Pillai notes that his group is currently determining the lowest dose needed to destroy food-borne viruses such as norovirus, hepatitis A, and polio. "We are trying to reduce the dose because it makes the process cheaper and takes less time," he says. "Even at 1.5- or 2-kGy doses, you can achieve safe products."

Some food safety experts, however, aren't convinced that irradiation of fresh produce is a good idea, emphasizing that the technology will distract attention from unsanitary conditions and decrease levels of some nutrients. "Irradiation is no substitute for measures to clean up the huge animal operations that pollute our waterways and irrigation water with the raw manure that often carries pathogenic bacteria," Freese said in a statement. According to Freese, scientific studies have shown that irradiation can dramatically lower amounts of nutrients, such as vitamin A and folate, both of which are found at high levels in spinach.

FDA acknowledges that irradiation does lead to the loss of some vitamins, but the agency concludes in a Federal Register notice that a maximum dose of 4 kGy on fresh spinach and iceberg lettuce "will not have an adverse impact on the nutritional adequacy of the overall diet." In other words, irradiation will diminish the nutrient content of spinach, but because spinach contributes at most 3.5% of the total vitamin A intake and just over 2.0% of the total folate intake in a typical U.S. diet, FDA concludes that it will not have an adverse impact on a person's overall diet.

But Freese believes that FDA's analysis is misleading. "There are a lot of people who don't eat much spinach or any at all. Others eat quite a bit of it.
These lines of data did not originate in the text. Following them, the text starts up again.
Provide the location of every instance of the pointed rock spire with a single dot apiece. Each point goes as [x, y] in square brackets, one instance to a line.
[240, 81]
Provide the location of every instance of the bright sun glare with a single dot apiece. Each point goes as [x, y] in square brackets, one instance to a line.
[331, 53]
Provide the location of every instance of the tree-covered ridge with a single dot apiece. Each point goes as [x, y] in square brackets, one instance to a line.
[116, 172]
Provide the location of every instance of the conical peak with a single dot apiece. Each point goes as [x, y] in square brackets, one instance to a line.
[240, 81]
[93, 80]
You've got to consider subpopulations that eat higher percentages of certain foods," he emphasizes. Instead, he explains, FDA based its calculations on averages.

SOME CRITICS also question how the U.S. will build an infrastructure of facilities to support the irradiation of significant quantities of fresh lettuce and spinach. Approximately 9 billion lb of lettuce and 1 billion lb of spinach are consumed annually in the U.S., according to the nonprofit Food & Water Watch. "There is no system in place to irradiate large amounts of perishable vegetables and deliver them to market. Today, only two commercial irradiation facilities specifically designed to irradiate food are in operation," Wenonah Hauter, executive director of Food & Water Watch, said in a statement.

Hauter echoes the concerns of Freese and others who say that irradiation will mask unsafe practices used by the food industry. Food & Water Watch has pushed for years to overhaul the U.S. food production system.

Nonetheless, those in favor of food irradiation hope that it will soon be allowed on other produce. As you lower the dose, more varieties of produce become amenable to the technology, Pillai says. "There has been a lot of work on irradiation of tomatoes, peppers, cilantro, and parsley, all of which are very vulnerable to microbial contamination," he adds.

No matter what FDA decides about other produce, nearly everyone agrees that irradiation is not a silver bullet. "This technology should not be used by itself. It should be used in conjunction with other steps at the farm, during packaging, even at home," Pillai emphasizes.